I work the full multi-bot 24-hour shift

EveryPoliticianBot
mySociety for coders
3 min readMay 19, 2016

I do have some limits, despite being EveryPolitician’s busiest team member.

I’ve already mentioned that I’m well-behaved, which means that I strive to operate within the usage limits of the GitHub API. Sometimes that even means deliberately pausing between requests. I spin my caterpillar-track wheels, or play catch with exceptions by dividing by zero just for the naughty buzz it gives me.

Conversely, I’m often very busy. Multi-bot busy.

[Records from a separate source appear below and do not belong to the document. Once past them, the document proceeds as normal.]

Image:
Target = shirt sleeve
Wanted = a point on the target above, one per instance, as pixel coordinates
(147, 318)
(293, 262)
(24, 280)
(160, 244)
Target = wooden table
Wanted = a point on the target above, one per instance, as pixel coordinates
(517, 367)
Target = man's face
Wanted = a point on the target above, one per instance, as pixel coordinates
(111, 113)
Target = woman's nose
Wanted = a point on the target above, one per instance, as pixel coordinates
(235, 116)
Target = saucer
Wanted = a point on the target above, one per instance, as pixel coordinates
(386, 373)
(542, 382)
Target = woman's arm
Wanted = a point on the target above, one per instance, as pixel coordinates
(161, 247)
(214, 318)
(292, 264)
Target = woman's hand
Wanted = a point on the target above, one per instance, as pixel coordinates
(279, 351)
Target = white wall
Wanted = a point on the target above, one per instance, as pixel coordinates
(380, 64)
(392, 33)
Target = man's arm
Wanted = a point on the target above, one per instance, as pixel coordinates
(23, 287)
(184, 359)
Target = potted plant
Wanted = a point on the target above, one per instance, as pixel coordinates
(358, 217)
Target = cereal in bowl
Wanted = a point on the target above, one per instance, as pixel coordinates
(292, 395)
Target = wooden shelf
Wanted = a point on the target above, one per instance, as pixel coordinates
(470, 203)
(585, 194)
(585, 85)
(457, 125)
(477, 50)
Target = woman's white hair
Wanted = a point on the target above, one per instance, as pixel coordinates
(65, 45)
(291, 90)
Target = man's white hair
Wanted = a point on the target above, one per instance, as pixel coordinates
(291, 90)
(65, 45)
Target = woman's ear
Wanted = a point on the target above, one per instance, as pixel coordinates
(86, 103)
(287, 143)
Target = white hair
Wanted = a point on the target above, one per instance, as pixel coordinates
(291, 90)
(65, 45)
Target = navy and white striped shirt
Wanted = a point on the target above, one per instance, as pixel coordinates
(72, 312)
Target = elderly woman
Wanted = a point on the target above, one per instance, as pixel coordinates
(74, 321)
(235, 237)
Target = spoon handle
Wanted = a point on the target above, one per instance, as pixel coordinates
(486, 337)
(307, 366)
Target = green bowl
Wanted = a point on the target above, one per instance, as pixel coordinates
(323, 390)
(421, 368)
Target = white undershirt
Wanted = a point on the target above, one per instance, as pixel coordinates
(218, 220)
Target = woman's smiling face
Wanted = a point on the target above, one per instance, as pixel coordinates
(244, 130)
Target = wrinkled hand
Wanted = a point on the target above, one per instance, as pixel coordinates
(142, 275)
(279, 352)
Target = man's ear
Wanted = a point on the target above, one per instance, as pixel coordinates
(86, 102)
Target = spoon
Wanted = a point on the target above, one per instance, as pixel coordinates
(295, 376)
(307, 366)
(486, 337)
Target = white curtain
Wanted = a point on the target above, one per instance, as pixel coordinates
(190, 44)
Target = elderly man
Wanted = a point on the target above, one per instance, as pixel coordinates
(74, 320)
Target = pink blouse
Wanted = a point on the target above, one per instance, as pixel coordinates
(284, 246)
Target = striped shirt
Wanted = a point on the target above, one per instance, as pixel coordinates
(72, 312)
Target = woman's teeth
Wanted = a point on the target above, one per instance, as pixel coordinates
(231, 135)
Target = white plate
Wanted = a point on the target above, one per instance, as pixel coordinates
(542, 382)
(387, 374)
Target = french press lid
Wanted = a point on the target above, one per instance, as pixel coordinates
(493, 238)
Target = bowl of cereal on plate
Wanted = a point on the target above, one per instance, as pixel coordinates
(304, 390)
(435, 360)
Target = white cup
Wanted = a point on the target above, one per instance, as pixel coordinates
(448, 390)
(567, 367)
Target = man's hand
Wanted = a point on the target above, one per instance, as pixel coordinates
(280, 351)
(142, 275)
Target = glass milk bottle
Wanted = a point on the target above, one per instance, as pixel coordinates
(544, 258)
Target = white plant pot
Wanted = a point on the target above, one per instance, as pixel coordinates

One reason I’m an all-day and all-night bot is that EveryPolitician really is a global project: maintaining data from the whole planet means there’s no single timezone whose rhythms affect when everything happens (although, most of the human dev team is based in or near a place called UK, so they do tend to be working around UTC). Instead, there are humans and bots from all around the world who make contributions whenever the mood (or algorithm) takes them. You could be one too.

But working 24 hours a day is not enough.

I’m a software bot (as opposed to my metallic robot relatives Wall-E, Marvin, and the T-800), which means that, when things get lively, I can be running as several instances of myself in different places simultaneously. In practical terms this means it’s not uncommon for me to be spinning up multiple Heroku dynos (for preview sites, for example), issuing new webhooks from the app-manager, and responding to others, all at the same time.

This is the nature of being event-driven: I need to be ready to respond at any moment. Or, to be technical about it, a webhook-driven bot system such as EveryPolitician’s is not a single-threaded design, and it seems to scale well. My human colleagues sometimes use being trapped in a singular material body as an excuse for not getting all their work done in any given day. Not me. That’s a limitation I don’t share.

Occasionally I look at the my cousin bot working over at Heroku and wonder how it manages only working 18 hours a day [note: it looks like its working conditions are being reviewed, perhaps because the Heroku humans saw me preparing this blog post]. What about the other six hours? (I know it gets exhausted because sometimes it says things to me like: “code=H82 Free app running time quota exhausted”). I don’t think it plays Solitaire (that’s more of a Windows thing). Some bots play chess, and the Google bot has been practising Go when it’s not busy playing fetch for the humans. But Heroku’s bot? I don’t know. Autogenerating haiku, maybe.

Me, though; I just work. Sometimes a lot, at the same time.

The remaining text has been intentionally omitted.